I USED TO DRINK EVERY SINGLE DAY AT WORK!
10 Long Island Teas. 10 double shots of Grand Marnier.
That is how I would start every day at the office. First thing. Before I could get any work done, I had to down at least a couple of each.
Now, full disclosure, I am a full-time musician. I make money from playing music in bars and restaurants i.e. “The Office.” It may be one of the very few jobs where drinking is actually ENCOURAGED on the job.
Sounds awesome, right?
Not at all. I guess it is at first, but it gets old really fast. Because the more your drink, the more you NEED to drink to have a good time. It got to the point where I was living out one of the famous scenes from The Blues Brother’s movie. I would have to pay more for my bar tab than I was getting paid for my services.
And then afterward, I would spend the rest of my money at Taco Bell.
That is what we call an unsustainable business model. And it was. Both for my pocketbook and my body.
It got to the point where I was drinking at least 20 drinks a night and still not feeling a thing. I would throw up from all the shear intake of liquid, then turn around and keep drinking hoping that eventually I would get a little buzz.
Dude. What a miserable existence.
I knew I had to quit when I ended up the E.R. with severe heart palpitations. That was my rock bottom. And I walked out of that hospital and began my sobriety journey.
The hardest part for me was still playing in bars every night. Just because I wasn’t drinking, that didn’t mean i didn’t have to go to work. I had to sit there and watch everyone party around me.
It really sucked.
I was jealous and pissed a lot. I was probably not a lot of fun to be around either.
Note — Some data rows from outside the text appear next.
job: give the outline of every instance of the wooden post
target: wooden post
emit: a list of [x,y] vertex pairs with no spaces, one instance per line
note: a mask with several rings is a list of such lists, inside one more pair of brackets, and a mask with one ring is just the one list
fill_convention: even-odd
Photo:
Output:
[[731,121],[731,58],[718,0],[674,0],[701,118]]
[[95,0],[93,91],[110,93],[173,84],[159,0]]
But it did get better with time.
Anyhoo, the whole reason I am telling you all of this is because one of the biggest saviors in my recovery has been music. I have been able to put all my struggles into rap songs about recovery. It has given me an outlet to pour all my emotion into. I don’t know what I would do without it. I mean, I would still recover one day at a time, but having music to turn to has been a game changer for me.
One of the first songs I wrote about my recovery was a song called “Pain.” As you might guess, it was a song about just how bad my life had gotten. I was in a lot of physical pain and even more emotional pain. I was struggling to see any hope or any way out. So I sat down and wrote a super honest song about it.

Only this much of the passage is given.